Woman of wisdom, believer in spirits.
She tells me she thinks the human auras parted the red sea,
After she briefs me on her latest case brought to trial.
She’s the mother who always had to do it the hard way.
Wouldn’t let her kids define her, control her, or let herself resent them.
So she put her first, for better and worse,
She lives with the guilt, of missing what she missed of me.
I’ve planned what I’ll say when he dies.
Not because I can’t wait for him to die, but because sometimes I use him,
To find a way to cry.
And he always loved a good speech.
Tell me I’m pretty.
That’s all I need to hear today.
Don’t say: you’re gorgeous,
My girl, my honey, mine.
Don’t tell me what you love me more than;
Tell me how your feelings look today.
You’re in such a beautiful box.
I know what you’re going to say next,
I know for sure how this story I’ve heard before will end.
You’ve told me before.
I’ve heard already,
And I have safe love for what will happen later.
I met her for coffee.
Just outside this great little place she found.
I took her as she was,
As I saw her,
As she showed herself to me.
I remembered I’m good with people,
If I try, I’m so very good,
It’s a switch I flip,
To be charming, and lovely, and not quite me, in the light.
But that one has good friends, and people who love her,
And she cares to try.
Good as in solid, strong, and right.
They have solid bones, and solid minds,
And like good people, they keep their twists to themselves.
I don’t want to let this grudge go.
I want to keep it,
And feed it spitfires, so it keeps burning, to keep me angry.
Because when I’m angry I can’t be mad at myself.
It’s lovely there, with righteous anger.

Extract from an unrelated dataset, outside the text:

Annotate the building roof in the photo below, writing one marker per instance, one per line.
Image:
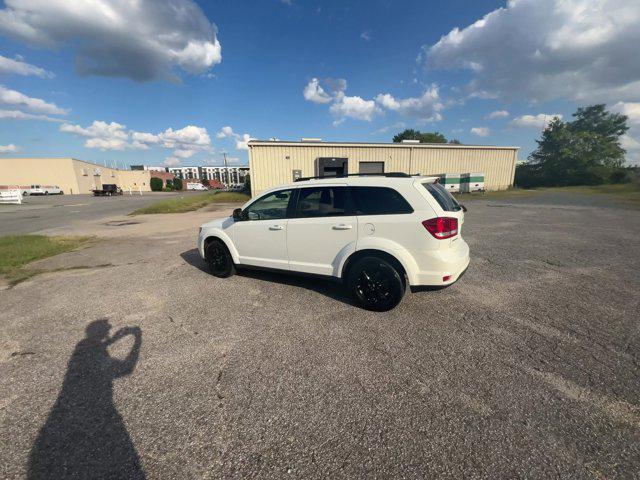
(286, 143)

It’s so great.
And I can think of all these reasons to hate, all these reasons they’re wrong,
These reasons I won’t share. That make me feel better.
And what am I going to do without my martyred, middle child self?
What will be left of me?
Happiness for fools. Give me my sinners cynicism and dark giggles.
I’ll know where I stand, and I’ll know where my lines are,
And I’ll understand where they come from unsympathetic, unloving, happy.
I will pass it onto another generation. My daughter will have an eating disorder in her teens, because of something I said. Then she contemplate suicide, and have to see a counselor, and I’ll be helpless. I was so close. She’ll be closer. Her avalanche is worse. Her building is taller. Her car won’t hesitate to swerve. Her knives a bit less scary. Her bathtub waters a bit safer. Her pill bottles on a lower shelf. I can’t do that to another human being. I can’t create something knowing the pain I’ll pass down. I can’t.
I can try. But it won’t do any good. I’ll have to watch all my mistakes go down a line, in order, knowing it’s my fault. I could have prevented it. I can’t. “Oh you could try.” He’ll say. “I’m sure it won’t be that bad.” What are the odds I’ll have a daughter stronger than me? I can’t create something to die. I don’t love me enough to duplicate what I’ve been through. I’ve seen it pass already, grandma, to mom, to me. I can stop it with me. That’s my choice. Not yours.